Decolonizing My Diet: The Basics

“The lesson of the pilgrims and the elder is that the food of empire, of stolen wealth, does not nourish the body or the soul. It does not sustain and it cannot be sustained.”

— Luz Calvo, Decolonize Your Diet


Decolonize Your Diet is not just a collection of healthy recipes that take cues from Mexican Indigenous cuisines; Calvo and Rueda Esquibel make an effort to tie these ingredients and recipes to culture and history.

Their MesoAmerican pantry list contains both things I’m familiar with (beans, honey, chia seeds, jícama) and things I’m not so familiar with (amaranth seeds, tequesquite, verdolagas).

I think the proposed meat substitutes are particularly interesting, though. Calvo and Rueda Esquibel propose an aguachiles dish (a kind of very spicy ceviche) with quinoa, a ceviche dish with cauliflower rather than seafood, and “hibiscus flower tacos”, for which hibiscus flowers provide a meaty texture. There are also more familiar recipes, like cucumber, jícama, and mango sticks doused in chile lime salt.

Such food and drink my children, have made you sluggish and they make it difficult for you to reach the place of your ancestors. Those foods will bring you death.

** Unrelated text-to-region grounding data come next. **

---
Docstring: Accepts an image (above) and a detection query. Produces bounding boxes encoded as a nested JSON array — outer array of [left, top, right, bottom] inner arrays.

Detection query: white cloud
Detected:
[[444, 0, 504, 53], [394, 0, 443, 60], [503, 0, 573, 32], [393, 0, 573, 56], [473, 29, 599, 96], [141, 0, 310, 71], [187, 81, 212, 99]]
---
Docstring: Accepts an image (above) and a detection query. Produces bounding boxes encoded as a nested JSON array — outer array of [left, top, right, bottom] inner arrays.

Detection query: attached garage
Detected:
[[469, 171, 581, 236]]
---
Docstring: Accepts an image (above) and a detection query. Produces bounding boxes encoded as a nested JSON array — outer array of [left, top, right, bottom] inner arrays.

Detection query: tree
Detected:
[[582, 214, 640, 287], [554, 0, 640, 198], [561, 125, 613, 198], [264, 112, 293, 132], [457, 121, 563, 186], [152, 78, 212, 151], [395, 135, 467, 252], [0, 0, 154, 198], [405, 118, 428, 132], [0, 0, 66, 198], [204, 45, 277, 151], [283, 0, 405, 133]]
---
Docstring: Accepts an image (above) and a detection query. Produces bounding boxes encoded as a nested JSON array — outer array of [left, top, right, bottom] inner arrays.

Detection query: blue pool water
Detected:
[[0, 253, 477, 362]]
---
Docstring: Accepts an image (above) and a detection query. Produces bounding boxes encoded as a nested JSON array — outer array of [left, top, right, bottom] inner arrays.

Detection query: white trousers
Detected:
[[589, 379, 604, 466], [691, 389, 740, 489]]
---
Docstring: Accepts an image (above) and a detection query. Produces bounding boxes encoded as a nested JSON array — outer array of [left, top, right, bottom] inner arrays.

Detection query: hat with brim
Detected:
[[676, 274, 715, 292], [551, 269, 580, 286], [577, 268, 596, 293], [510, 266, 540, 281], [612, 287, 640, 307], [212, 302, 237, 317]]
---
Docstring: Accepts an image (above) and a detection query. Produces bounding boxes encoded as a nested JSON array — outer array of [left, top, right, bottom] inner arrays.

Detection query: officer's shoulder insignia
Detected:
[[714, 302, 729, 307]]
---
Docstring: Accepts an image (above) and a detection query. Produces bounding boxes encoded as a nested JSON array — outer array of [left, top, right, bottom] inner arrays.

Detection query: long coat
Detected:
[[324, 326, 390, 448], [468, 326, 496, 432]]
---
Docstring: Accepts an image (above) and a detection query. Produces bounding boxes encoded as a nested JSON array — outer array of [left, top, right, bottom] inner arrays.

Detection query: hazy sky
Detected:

— from Historia de las Indias de Nueva España, Fray Diego Durán, sixteenth century

I think the recipes are accessible to beginning cooks, except for the tamales recipe, although I do see some of the ingredients as harder to find (and more expensive). Regardless, I like Calvo’s and Rueda Esquibel’s approach to everything. I think it is ultimately their introduction and call to decolonize that ties everything together, and would call to anyone who has any sort of Indigenous roots.